Musicnet: Implementation of translation-invariant neural network and bidirectional recurrent Network
Master Project WS 2018/19 University of Bonn
Based on work from John Thickstun (2017/18).
The dataset and the Data Augmentation methods are demonstrated in 01_music_demonstration_py27.ipynb
The pitch differences between adjacent windows (as presented in the documentation) where calculated by 02_plot_pitch_differences_whole_set_p3.ipynb
Givent the work of Thikstun and the dataset MusicNet (both linked on the homepage of MusicNet) his translation-invariant neural network from the paper Invariances and Data Augmentation for Supervised Music Transcription by John Thickstun, Zaid Harchaoui, Dean P. Foster and Sham M. Kakade was implemented.
Also I tested regularization and the sigmoid function as the activation function of the output layer.

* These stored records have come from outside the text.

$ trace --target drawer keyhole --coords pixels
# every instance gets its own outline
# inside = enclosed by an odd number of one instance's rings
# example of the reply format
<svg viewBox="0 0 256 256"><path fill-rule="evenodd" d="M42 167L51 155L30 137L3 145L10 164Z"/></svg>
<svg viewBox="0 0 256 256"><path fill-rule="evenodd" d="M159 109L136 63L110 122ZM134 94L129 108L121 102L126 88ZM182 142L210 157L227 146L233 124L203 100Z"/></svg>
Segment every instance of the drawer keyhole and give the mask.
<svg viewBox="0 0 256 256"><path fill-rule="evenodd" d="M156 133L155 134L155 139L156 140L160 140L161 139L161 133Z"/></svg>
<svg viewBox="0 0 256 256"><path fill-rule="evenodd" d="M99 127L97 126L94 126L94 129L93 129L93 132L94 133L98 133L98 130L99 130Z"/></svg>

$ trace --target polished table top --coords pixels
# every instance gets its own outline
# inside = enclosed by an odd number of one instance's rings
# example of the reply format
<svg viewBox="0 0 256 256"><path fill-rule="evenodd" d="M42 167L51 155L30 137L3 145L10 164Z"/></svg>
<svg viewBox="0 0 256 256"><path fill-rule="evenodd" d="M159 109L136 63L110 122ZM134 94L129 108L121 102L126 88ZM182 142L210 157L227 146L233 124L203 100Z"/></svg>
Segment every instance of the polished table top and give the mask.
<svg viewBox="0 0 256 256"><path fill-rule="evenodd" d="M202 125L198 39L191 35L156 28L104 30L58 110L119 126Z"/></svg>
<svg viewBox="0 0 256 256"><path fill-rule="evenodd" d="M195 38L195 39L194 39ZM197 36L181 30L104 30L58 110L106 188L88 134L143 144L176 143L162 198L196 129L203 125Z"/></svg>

The four tested version are (every version has an on ipython notebook):
- Replica of authors version 190312_3layer-trans-inv-REPLICA.ipynb
- Replica trained using parameter-norm penalty 190311_3layer-trans-inv-reg.ipynb
- Sigmoid function in output layer 190314_3layer-trans-inv-sigmoid-noreg.ipynb
- Sigmoid function in output + parameter-norm penalty 190314_3layer-trans-inv-sigmoid-reg.ipynb
An LSTM-cell was included after the feed-forward layer in its original version. Different hyperparameters were tested for the bidirectional recurrent neural network.
The versions of the bidirectional recurrent neural networl are defined in the versions-file. When only interested in the results, this ipython notebook illustrates them nicely. In the beginning the selected version has to be chosen as named in the versions-file.
The training can be done using this ipyhton notebook.
Results are saved in the directory results. The plots, included in the documentation, are also saved here.
Finally, the final report and presentation can be found in the directory documentation.